Markers reward naming the stages in a sensible order and a correct purpose for each (analysis gathers requirements, design plans the solution, implementation builds it, testing checks it, installation deploys it, maintenance sustains it).

CCEA 20214 marksExplain the difference between the analysis and design stages of the systems development lifecycle, and state one deliverable from each.
Show worked answer →

The analysis stage is concerned with what the system must do. It investigates the existing system, identifies problems and requirements through fact-finding, and defines the requirements without saying how they will be met. A typical deliverable is a requirements specification (or a data flow diagram of the current and required system).

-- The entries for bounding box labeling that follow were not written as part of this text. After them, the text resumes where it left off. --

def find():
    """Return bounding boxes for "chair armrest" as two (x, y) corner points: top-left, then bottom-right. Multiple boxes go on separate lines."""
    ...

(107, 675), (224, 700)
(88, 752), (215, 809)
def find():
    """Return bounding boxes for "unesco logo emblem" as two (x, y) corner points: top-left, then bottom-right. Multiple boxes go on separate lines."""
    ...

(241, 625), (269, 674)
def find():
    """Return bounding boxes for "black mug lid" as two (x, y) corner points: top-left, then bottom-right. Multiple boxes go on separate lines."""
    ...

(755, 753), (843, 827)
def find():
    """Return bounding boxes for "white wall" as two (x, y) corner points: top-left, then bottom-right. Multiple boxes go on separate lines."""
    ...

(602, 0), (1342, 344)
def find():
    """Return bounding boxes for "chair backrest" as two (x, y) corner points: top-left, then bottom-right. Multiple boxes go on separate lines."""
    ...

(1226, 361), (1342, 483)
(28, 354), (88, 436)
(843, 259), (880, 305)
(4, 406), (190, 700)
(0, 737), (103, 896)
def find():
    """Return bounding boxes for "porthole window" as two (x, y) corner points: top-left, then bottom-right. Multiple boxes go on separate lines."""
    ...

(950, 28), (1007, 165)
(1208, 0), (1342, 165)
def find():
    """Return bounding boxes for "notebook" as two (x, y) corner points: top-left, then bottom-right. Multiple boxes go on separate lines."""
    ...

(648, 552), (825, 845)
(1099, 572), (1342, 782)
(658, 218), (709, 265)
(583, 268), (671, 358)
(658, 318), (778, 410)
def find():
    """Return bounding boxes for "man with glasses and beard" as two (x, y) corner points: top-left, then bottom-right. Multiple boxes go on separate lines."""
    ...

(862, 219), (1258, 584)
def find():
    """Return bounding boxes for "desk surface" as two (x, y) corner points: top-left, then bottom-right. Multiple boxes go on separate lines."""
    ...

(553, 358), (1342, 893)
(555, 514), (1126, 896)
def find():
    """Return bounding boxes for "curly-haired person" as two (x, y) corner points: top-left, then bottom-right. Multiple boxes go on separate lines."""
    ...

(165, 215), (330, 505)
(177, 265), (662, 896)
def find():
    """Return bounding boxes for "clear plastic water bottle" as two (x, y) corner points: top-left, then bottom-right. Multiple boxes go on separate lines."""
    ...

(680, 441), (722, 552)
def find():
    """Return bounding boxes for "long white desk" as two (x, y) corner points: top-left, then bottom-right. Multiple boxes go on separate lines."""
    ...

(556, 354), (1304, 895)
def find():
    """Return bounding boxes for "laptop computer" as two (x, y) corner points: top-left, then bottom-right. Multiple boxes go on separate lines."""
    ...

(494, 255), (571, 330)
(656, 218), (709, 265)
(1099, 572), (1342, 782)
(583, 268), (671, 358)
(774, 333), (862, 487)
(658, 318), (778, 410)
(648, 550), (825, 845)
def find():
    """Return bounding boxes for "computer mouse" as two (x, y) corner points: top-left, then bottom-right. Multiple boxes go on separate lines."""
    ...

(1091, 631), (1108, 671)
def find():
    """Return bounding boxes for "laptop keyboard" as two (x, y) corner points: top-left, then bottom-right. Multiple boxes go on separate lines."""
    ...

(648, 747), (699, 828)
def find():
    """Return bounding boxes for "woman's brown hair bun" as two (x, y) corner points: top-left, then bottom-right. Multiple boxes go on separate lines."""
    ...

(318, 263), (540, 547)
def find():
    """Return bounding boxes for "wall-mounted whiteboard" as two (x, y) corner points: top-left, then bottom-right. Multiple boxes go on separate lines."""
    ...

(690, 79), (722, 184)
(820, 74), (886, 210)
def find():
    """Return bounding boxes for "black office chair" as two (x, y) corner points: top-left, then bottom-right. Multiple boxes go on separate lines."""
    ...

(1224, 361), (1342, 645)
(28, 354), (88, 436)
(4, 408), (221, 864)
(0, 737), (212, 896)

The design stage is concerned with how the system will meet those requirements. It turns the requirements into a technical plan: the input and output designs, the processing and algorithms, the data structures and database or file design, and the user interface. A typical deliverable is a design specification (including screen and report layouts, an entity relationship diagram and a data dictionary).

The key contrast is what versus how: analysis defines the problem and requirements; design plans the solution. Doing analysis first prevents building a system that does not meet the real need.

Markers reward the what-versus-how distinction, a correct description of each stage, and a valid deliverable from each (a requirements specification for analysis, a design specification or ERD for design).